The Colormunki software shows a ‘before’ and ‘after’ image to let you see what the software did. In my first run through using the software (which takes about 5 minutes or so to run), my calibrated result for my HP display was a bit on the brown side. I received similar results when calibrating with the Yiynova. In fact, the “before” views looked better than the “after” views.
So, what was the problem?
In my case, my displays were already “adjusted” in terms of contrast and brightness. I went back and did a factory reset for both my displays. I also bumped both the contrast and brightness values to 100%. Re-running the tests after performing these ‘set up’ tasks significantly improved the final calibration results.
The ColorMunki software provides you with several images (both color and grayscale) for comparison purposes.
I didn’t realize how “off” my displays were until I properly calibrated them. Before calibration, both of my displays were displaying colors with more of a ‘cool’ hue. After calibration, I noticed that skin tone colors looked more natural. Grayscale images after calibration were truly grayscale and not cast with a “bluish” hue.
One thing to note: because of the Yiynova’s limited viewing angle, when it’s properly calibrated, it will still look “off” compared to your other displays. When you are viewing the Yiynova straight on, the colors will look fine, but the limited viewing angle makes the colors from other angles seem dull. To compensate for this, I wound up manually bumping up the brightness on the Yiynova.
Calibrating the Dell 2412M and the Macbook Pro went really well. The colors are not identical, but they are much, much closer to one another than they ever have been before. My guess is it has something to do with the native whitepoint with each display… but I could be totally wrong.
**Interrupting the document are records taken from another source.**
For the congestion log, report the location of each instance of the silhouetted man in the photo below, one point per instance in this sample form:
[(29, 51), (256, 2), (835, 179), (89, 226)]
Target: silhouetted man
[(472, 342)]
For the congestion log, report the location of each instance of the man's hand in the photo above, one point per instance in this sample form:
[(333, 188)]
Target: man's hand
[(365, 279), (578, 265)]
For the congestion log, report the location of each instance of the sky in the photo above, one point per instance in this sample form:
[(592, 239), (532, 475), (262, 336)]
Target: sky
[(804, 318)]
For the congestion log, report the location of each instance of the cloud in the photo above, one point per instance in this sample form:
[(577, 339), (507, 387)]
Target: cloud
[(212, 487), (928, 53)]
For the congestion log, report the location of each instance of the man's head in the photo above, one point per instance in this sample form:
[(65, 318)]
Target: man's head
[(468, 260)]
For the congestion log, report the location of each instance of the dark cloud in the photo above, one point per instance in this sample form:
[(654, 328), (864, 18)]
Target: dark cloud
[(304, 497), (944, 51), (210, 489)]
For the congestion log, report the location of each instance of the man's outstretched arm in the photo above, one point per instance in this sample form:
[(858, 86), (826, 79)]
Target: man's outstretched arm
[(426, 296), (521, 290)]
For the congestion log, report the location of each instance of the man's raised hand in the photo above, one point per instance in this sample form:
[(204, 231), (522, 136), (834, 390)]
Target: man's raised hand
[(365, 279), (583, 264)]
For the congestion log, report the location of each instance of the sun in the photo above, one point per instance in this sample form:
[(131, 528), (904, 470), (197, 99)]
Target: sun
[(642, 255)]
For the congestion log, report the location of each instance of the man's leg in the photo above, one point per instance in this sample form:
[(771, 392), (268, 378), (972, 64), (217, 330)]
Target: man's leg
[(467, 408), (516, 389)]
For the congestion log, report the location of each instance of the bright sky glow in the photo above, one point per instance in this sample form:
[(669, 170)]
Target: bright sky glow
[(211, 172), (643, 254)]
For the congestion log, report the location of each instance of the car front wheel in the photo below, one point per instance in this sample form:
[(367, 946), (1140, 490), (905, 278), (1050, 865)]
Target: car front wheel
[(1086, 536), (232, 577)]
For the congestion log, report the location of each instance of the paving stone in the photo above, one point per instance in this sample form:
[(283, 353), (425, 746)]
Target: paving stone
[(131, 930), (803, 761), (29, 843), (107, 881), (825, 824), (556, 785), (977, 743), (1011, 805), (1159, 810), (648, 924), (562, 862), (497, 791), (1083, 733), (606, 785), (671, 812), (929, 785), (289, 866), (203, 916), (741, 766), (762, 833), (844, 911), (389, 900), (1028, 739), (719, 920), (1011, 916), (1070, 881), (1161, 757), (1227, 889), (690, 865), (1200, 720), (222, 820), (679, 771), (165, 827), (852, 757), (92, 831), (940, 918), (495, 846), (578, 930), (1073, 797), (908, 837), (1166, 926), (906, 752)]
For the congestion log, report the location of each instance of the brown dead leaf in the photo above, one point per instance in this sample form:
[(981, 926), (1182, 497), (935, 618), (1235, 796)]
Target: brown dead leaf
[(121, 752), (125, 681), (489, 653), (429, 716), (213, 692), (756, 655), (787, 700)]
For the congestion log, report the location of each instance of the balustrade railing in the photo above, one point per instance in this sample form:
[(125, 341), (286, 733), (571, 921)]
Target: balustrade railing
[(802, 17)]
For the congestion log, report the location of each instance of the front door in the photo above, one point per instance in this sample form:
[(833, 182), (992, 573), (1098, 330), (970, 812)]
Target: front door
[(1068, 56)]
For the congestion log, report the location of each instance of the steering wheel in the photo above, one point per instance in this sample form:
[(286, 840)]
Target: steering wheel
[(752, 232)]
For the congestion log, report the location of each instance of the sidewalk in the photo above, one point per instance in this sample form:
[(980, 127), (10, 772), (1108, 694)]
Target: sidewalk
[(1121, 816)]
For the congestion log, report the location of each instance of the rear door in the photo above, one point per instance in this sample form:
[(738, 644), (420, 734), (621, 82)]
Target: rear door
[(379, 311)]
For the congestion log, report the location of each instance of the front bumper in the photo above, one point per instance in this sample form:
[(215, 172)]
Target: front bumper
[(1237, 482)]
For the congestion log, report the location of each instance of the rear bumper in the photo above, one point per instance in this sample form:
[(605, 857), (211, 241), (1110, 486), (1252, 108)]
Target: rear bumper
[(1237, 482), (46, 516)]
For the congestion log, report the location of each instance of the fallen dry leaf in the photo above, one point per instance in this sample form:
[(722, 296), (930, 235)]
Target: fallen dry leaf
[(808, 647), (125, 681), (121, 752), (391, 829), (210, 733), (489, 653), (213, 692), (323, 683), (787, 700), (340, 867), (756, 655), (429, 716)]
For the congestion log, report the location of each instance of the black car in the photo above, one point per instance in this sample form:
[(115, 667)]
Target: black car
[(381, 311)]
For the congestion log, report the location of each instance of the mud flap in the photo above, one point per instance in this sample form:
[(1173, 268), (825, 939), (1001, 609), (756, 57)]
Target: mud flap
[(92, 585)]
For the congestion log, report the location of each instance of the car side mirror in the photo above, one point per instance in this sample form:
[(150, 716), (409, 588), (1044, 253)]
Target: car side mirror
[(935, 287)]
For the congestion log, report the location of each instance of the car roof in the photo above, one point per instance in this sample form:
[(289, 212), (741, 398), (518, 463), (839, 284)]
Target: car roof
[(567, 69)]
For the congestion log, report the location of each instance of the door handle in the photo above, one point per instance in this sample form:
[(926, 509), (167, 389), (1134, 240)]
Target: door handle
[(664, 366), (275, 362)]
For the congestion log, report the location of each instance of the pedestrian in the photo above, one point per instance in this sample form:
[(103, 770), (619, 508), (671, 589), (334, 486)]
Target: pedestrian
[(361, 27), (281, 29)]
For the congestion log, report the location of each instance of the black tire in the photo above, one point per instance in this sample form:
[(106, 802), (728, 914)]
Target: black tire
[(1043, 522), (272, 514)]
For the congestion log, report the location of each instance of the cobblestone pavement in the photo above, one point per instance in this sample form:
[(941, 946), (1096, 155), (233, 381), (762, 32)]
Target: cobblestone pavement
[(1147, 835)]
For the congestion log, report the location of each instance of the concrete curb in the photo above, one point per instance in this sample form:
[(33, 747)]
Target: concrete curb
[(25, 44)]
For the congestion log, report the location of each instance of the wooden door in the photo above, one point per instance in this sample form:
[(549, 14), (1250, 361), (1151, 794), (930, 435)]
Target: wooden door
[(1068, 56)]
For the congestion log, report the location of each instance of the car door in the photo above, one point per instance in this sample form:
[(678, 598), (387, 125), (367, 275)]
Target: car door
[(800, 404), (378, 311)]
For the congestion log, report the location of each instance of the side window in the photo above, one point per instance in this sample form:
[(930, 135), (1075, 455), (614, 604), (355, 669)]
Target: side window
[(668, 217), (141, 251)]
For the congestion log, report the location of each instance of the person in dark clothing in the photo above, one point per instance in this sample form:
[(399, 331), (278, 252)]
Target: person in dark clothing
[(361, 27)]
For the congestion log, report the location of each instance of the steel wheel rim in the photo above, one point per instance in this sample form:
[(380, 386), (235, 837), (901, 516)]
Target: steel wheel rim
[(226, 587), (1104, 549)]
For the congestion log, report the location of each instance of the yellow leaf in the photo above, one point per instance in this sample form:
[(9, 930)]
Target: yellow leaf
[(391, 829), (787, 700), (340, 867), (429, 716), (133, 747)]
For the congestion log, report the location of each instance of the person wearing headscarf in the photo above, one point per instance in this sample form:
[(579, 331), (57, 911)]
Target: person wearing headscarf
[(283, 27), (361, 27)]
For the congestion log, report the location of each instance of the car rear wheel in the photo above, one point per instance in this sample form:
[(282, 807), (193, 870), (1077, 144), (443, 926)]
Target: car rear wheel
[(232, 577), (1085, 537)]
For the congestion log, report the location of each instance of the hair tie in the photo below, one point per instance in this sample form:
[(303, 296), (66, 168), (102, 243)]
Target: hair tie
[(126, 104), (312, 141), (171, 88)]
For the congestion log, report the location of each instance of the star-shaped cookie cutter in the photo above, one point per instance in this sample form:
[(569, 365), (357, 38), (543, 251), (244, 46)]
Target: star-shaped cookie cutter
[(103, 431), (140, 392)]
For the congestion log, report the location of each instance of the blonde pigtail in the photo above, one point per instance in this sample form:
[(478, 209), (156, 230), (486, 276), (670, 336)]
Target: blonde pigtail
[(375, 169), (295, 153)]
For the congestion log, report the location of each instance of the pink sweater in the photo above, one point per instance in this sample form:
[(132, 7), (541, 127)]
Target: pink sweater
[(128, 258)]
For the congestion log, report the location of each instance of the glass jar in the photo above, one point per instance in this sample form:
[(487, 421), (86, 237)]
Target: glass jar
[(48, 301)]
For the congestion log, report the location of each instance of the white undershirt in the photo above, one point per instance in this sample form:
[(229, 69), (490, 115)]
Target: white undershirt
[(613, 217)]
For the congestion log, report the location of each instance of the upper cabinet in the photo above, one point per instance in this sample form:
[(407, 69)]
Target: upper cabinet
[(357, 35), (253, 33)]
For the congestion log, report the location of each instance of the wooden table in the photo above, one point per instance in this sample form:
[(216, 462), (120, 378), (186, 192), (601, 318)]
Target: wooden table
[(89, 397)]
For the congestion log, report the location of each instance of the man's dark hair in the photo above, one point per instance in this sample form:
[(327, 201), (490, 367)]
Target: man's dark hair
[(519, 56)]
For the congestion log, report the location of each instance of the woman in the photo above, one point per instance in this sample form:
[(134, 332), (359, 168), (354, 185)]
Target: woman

Furthermore, the Colormunki Display1 has an automatic ambient light sensor that will adjust your displays depending on the value of the ambient light in your workspace. (I didn’t bother using this feature, but I’ll give it a try in due time.)
Color calibration is worth the effort if you are even remotely considering print. Whether you drive single or multiple displays, the Colormunki does a good job with calibrating your displays. Not only do you get more accurate colors, but thanks to its brightness and contrast adjustment, you get a calibrated display that’s also much easier on your eyes. (Most displays are too bright directly out of the box – viewing such a display will lead to tremendous eye strain over time.)
As displays tend to fluctuate in their settings over time, it’s recommended to calibrate your monitor on a regular basis. I’m going to shoot for once a month.
At $170, Colormunki Display1 is not cheap. But the improved color accuracy as a result of its calibration gives me both tremendous piece of mind and piece of eye (as in, no eye strain!). It’s too early to tell how this device will hold up over the long haul. But for the benefits I’m seeing right now — to me, it’s worth it.
12/3/14 Update: MY Colormunki Display no longer works.